Una sera ad una formazione per agricoltori (vivo ancora tante vite contemporaneamente): io con una ventina di allevatori abituati a dividere il cuore tra la stalla e il bilancio aziendale (questo, almeno, il mio pregiudizio). Nell’aria un delizioso odore di liquame (true story, no pregiudizio). A loro domanda, voglio spiegare che nelle colture che hanno loro, che sono erbacee, il carbonio della biomassa non vale un granché perché si esaurisce nell’arco di un anno. Siamo piuttosto lontani dalla poesia, eh? So per esperienza che l’allevatore della Pianura Padana ama il mais più di ogni altra coltura, perché è vigoroso ed efficiente, usa le risorse come nessuno mai (è un po’ come una di quelle donne bellissime che non fanno niente per esserlo, ma lo sono come dono di natura, e noi mortali lì a rosicare) ed è quello con il quale riescono a guadagnare un po’ di più (non che i cerealicoltori si arricchiscano, ma il mais, ecco frutta loro un po’ di più se non altro perché, almeno finché non c’erano problemi di siccità, produce di più).

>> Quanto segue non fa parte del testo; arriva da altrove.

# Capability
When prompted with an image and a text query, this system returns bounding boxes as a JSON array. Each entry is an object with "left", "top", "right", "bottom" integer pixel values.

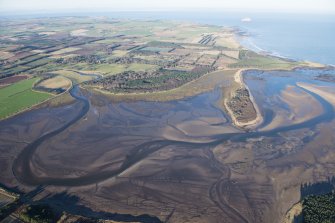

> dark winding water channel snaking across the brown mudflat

[{"left": 13, "top": 67, "right": 334, "bottom": 186}]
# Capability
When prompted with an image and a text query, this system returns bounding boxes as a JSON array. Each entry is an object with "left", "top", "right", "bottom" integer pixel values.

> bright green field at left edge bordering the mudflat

[{"left": 0, "top": 78, "right": 52, "bottom": 119}]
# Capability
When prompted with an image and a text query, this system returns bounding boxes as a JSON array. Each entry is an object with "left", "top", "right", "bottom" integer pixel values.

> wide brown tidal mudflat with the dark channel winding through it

[{"left": 0, "top": 69, "right": 335, "bottom": 223}]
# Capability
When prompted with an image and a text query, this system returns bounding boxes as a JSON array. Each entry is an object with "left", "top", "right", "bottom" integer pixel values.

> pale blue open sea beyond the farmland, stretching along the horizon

[{"left": 1, "top": 10, "right": 335, "bottom": 66}]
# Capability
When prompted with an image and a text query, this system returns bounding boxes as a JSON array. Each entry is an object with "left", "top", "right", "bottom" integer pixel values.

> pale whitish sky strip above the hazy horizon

[{"left": 0, "top": 0, "right": 335, "bottom": 14}]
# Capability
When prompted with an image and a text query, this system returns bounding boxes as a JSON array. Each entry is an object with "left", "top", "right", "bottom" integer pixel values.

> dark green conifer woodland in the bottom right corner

[{"left": 302, "top": 193, "right": 335, "bottom": 223}]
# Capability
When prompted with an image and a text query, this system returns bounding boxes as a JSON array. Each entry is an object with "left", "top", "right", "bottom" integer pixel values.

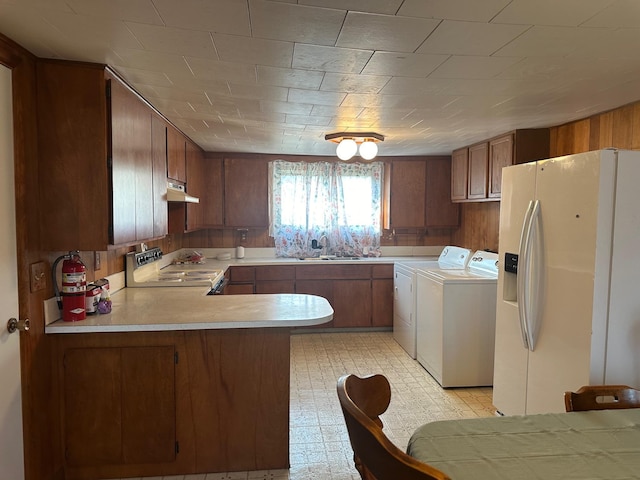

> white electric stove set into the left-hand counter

[{"left": 125, "top": 248, "right": 224, "bottom": 293}]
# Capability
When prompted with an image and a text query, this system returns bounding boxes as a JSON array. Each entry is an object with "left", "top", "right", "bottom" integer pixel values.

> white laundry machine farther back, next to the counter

[{"left": 393, "top": 245, "right": 471, "bottom": 359}]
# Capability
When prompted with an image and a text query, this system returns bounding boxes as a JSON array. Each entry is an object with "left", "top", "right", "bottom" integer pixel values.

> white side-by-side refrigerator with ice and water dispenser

[{"left": 493, "top": 150, "right": 640, "bottom": 415}]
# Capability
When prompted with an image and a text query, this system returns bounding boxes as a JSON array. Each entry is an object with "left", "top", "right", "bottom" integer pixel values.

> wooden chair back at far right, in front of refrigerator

[{"left": 564, "top": 385, "right": 640, "bottom": 412}]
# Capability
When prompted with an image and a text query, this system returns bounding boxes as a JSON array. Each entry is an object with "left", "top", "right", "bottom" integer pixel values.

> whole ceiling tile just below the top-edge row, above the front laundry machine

[{"left": 417, "top": 20, "right": 528, "bottom": 56}]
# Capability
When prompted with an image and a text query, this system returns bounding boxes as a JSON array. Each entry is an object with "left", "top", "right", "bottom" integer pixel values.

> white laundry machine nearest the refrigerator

[{"left": 416, "top": 250, "right": 498, "bottom": 388}]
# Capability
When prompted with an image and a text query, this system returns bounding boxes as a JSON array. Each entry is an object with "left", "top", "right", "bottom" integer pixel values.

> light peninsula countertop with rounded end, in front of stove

[{"left": 45, "top": 287, "right": 333, "bottom": 333}]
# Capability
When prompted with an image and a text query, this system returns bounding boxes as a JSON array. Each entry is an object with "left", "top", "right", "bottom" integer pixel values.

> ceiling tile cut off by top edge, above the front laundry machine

[{"left": 398, "top": 0, "right": 511, "bottom": 22}]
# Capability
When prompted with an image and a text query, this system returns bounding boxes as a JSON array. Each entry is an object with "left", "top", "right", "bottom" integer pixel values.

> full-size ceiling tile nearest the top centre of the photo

[{"left": 249, "top": 0, "right": 346, "bottom": 45}]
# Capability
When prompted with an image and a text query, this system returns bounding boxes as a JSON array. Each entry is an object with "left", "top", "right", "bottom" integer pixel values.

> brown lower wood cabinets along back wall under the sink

[{"left": 225, "top": 264, "right": 393, "bottom": 328}]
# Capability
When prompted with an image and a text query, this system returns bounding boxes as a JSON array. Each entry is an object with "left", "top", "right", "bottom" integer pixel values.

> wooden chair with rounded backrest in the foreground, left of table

[{"left": 338, "top": 375, "right": 449, "bottom": 480}]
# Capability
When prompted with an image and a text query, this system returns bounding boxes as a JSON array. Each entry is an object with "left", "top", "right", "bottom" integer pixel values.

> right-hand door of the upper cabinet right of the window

[{"left": 425, "top": 157, "right": 460, "bottom": 228}]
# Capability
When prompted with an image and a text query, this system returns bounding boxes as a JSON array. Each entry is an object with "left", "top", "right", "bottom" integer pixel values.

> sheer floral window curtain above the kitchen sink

[{"left": 269, "top": 160, "right": 384, "bottom": 257}]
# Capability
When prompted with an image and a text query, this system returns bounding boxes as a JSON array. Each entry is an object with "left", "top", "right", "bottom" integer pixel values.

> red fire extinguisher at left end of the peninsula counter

[{"left": 52, "top": 251, "right": 87, "bottom": 322}]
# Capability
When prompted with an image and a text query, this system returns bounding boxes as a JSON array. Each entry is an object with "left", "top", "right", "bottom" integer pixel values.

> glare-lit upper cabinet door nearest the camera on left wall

[{"left": 109, "top": 78, "right": 154, "bottom": 245}]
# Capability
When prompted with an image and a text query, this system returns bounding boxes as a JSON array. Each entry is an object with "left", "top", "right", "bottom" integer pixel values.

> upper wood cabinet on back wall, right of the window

[{"left": 385, "top": 157, "right": 459, "bottom": 228}]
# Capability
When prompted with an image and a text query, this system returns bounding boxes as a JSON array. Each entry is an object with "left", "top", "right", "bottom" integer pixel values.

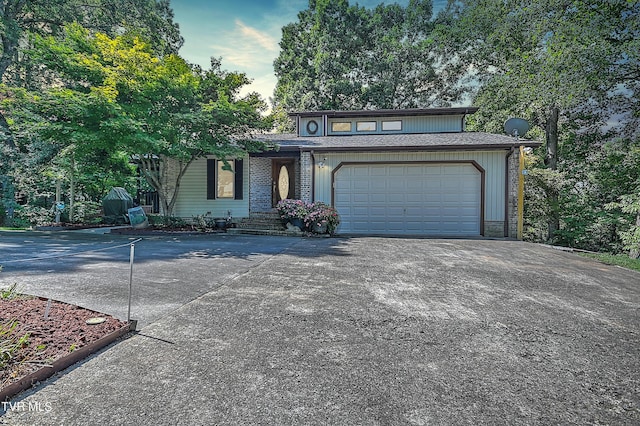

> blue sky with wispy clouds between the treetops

[{"left": 171, "top": 0, "right": 446, "bottom": 102}]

Per cui, penso di andare sul sicuro, quando dico “Prendete il vostro mais, anche lui che è così forte e vigoroso, anche lui che amate così tanto, ecco il suo carbonio dura meno di un anno e poi torna ad essere per lo più anidride carbonica”. Vengo interrotta dal signor A, ruvido allevatore tutto barba e piemontese stretto, che mi dice con aria sognante: “E no, il mais sarà anche forte, ma non c’è niente di più bello di un campo di grano maturo”. Capito? Pregiudizi di Erodaria 0- rozza poesia agricola 1.

Non ho bisogno di portarmi dietro un taccuino, io viaggio sempre con una telecamera accesa in mezzo alla fronte, una specie di orrendo terzo occhio che mi fa vivere perennemente dentro ad una pellicola cinematografica (la cosa, che di per sé, può sembrare bella, può avere anche alcuni effetti negativi), ma se ne avessi uno lo chiamerei “esercizi di poesia” e ne regalerei uno uguale a chi voglia provare a vederla un po’ in giro, a setacciare i giorni e mungerne (ah, i miei allevatori di quella sera) il suo nettare poetico. È deciso, quindi: per i vostri esercizi di poesia, il taccuino ve lo regalo io.

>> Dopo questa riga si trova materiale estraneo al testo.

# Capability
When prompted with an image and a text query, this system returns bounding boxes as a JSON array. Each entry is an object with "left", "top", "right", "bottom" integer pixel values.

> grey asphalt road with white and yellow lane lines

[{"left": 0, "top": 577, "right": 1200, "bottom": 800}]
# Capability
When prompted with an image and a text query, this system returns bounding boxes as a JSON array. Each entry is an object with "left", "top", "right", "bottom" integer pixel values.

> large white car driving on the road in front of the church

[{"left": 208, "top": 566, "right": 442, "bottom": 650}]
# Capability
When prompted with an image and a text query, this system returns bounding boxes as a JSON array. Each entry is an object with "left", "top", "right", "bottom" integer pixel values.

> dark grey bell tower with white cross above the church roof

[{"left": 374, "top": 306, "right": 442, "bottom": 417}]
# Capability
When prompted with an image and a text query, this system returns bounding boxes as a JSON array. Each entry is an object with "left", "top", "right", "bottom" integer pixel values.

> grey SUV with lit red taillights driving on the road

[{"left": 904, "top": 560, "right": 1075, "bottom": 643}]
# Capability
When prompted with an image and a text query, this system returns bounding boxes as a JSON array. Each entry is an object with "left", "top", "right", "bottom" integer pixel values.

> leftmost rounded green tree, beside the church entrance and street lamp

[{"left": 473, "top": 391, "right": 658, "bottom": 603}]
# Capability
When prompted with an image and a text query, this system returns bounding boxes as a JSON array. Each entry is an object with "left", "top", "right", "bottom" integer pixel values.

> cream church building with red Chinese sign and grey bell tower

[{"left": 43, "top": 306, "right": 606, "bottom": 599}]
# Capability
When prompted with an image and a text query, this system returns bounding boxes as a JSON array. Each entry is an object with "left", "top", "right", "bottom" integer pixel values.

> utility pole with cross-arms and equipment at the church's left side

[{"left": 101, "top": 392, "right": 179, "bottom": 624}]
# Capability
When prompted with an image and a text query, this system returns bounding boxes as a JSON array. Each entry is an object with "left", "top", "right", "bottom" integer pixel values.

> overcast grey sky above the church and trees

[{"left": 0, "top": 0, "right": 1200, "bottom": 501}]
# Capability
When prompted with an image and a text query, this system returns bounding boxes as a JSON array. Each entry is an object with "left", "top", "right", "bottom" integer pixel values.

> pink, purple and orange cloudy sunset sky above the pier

*(che poi sono davvero poche : Elevation di Baudelaire, La sera del dì di festa di Leopardi, Ho sceso, dandoti il braccio, almeno un milione di scale di Montale, Consolazione di D’Annunzio…lo so, D’Annunzio…ma ora ditemi se non sentite una piccola deflagrazione all’altezza del petto a leggere “Che proveresti tu se fiorisse la terra sotto i piedi, all’improvviso?“; sono, tipo, almeno vent’anni che a me ogni volta mi scoppia un pezzettino di cuore).

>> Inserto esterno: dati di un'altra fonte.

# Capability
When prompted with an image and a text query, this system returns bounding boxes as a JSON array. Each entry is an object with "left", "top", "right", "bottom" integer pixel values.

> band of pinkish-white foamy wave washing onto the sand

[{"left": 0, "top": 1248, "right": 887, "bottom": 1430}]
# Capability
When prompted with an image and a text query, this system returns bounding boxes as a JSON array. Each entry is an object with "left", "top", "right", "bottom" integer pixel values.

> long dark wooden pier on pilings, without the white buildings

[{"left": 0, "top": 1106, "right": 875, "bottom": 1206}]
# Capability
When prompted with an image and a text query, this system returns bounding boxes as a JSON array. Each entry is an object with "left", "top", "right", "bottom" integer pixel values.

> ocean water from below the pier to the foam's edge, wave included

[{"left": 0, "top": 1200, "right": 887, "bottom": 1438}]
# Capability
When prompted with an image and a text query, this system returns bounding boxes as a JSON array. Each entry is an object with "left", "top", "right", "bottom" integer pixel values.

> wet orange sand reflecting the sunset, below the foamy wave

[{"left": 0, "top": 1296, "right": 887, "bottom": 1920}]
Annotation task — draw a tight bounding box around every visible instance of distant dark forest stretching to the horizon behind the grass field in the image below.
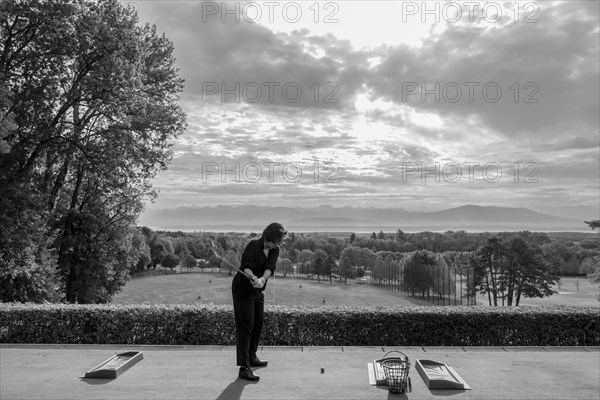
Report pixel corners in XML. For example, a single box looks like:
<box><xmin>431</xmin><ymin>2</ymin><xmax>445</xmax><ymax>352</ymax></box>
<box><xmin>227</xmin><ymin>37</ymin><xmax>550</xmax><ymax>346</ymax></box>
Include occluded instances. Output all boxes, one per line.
<box><xmin>143</xmin><ymin>227</ymin><xmax>600</xmax><ymax>276</ymax></box>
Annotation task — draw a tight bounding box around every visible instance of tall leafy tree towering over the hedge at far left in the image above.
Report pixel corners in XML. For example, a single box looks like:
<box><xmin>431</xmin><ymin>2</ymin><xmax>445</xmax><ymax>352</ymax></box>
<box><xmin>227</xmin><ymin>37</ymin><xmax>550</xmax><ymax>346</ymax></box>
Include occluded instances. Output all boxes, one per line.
<box><xmin>0</xmin><ymin>0</ymin><xmax>185</xmax><ymax>303</ymax></box>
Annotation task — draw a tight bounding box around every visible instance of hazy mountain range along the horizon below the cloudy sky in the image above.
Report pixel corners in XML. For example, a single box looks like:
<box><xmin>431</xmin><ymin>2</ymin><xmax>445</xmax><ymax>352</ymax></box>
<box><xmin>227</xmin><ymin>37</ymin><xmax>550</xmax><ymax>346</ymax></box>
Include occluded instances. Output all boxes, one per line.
<box><xmin>139</xmin><ymin>205</ymin><xmax>593</xmax><ymax>232</ymax></box>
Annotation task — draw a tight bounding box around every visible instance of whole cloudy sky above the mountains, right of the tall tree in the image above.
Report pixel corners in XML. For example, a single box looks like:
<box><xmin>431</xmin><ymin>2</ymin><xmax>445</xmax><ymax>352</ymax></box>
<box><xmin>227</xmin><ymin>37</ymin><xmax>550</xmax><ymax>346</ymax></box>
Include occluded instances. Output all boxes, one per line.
<box><xmin>132</xmin><ymin>0</ymin><xmax>600</xmax><ymax>218</ymax></box>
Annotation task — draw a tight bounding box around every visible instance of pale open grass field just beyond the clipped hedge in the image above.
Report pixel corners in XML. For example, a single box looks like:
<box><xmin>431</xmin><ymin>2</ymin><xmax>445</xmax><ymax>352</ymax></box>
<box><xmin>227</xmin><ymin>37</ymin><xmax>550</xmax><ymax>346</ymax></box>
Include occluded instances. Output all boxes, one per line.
<box><xmin>113</xmin><ymin>272</ymin><xmax>600</xmax><ymax>307</ymax></box>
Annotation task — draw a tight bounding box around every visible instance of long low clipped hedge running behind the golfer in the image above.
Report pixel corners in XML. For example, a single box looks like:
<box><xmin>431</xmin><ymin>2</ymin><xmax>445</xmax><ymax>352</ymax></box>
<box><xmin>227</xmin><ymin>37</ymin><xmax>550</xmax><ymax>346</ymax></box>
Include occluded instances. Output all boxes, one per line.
<box><xmin>0</xmin><ymin>304</ymin><xmax>600</xmax><ymax>346</ymax></box>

**(quel che ho per le mani ora è davvero molto eterogeneo, ma abbiamo capito che la poesia ha tante sfaccettature e noi chi siamo per dire cosa la è e cosa non la è: Tre modi per non morire: Baudelaire. Dante. I greci, di Giuseppe Montesano, che contiene poesia dentro ad una prosa delicata; L’amore da quando ci sei tu di Cecilia Roda, poca metrica ma tanta freschezza, provate questa; Poesie d’amore di Jacques Prévert (mi piace vincere facile, lo so, ma leggete questa e poi mi dite se non c’è, veramente, tutto quello che si possa dire sull’amore); il grande poeta italiano contemporaneo, impossibile da non conoscere, che è Franco Arminio (lui lo si può cercare e seguire facilmente online: oggi, per me, su tutte questa, ma in lui c’è tanto tanto altro; e poi, lei: Vista con granello di sabbia. Poesie (1957-1993) di Wislawa Szymborska: di lei non linko, niente, di lei è tutto da leggere. Vi lascio solo una piccola manciata di versi “Un miracolo, basta guardarsi attorno: il mondo onnipresente. Un miracolo supplementare, come ogni cosa: l’inimmaginabile è immaginabile).

L’illustrazione, ovviamente poetica, è di Jesuso Ortiz.